Armoken
Armoken

Reputation: 73

Passing exceptions through DLL/SO boundaries

I am trying to find compiler features which will work if shared library compiled using standard library that differ from standard library of executable, that load shared lib. I understand that ABI of standard library is standardized nowhere, but I can use my own base class for all exceptions.

I found that exception handling ABI standardized on Linux (Itanium C++ ABI: Exception Handling), and on Windows (x64 exception handling).

Also as I understand data alignment standardized too (System V Application Binary Interface AMD64 Architecture Processor Supplement, x64 software conventions).

Can I use exceptions or I need to handle them at the DLL/SO boundaries?

Can I use exceptions if executable and shared library use different compilers (MSVC and GCC or GCC and MSVC respectively)

Upvotes: 1

Views: 1052

Answers (1)

SoronelHaetir
SoronelHaetir

Reputation: 15182

It is not necessarily even safe to use exceptions across boundaries of modules compiled with different versions of the same tool-set.

For example, your exception type may have a std::string member but std::string can be implemented very differently from one standard library version to another. If your library module were compiled with an old tool-set but the client program with a newer version the exception would be populated with objects that match the old implementation but the program would then try accessing it as if it were the new implementation.

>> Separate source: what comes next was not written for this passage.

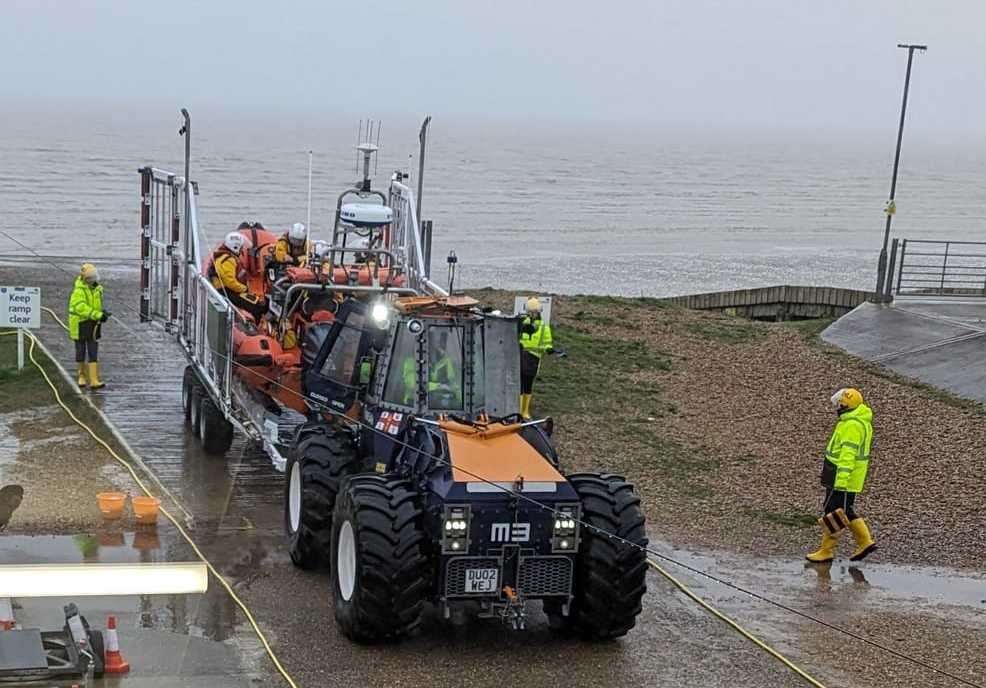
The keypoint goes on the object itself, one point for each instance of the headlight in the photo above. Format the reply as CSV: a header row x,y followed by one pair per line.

Honestly, this is true for pretty much all C++ non-POD types, not just exceptions. It is possible to use C++ objects across library boundaries but generally only so long as all of the code is compiled and linked using the same tools and standard libraries. This is why, for example, there are boost binaries for all of the major versions of MSVC.

I suppose you might be able to get away with throwing a POD exception type that is not derived from std::exception but that would be very limited (for example it would require catching the exact type).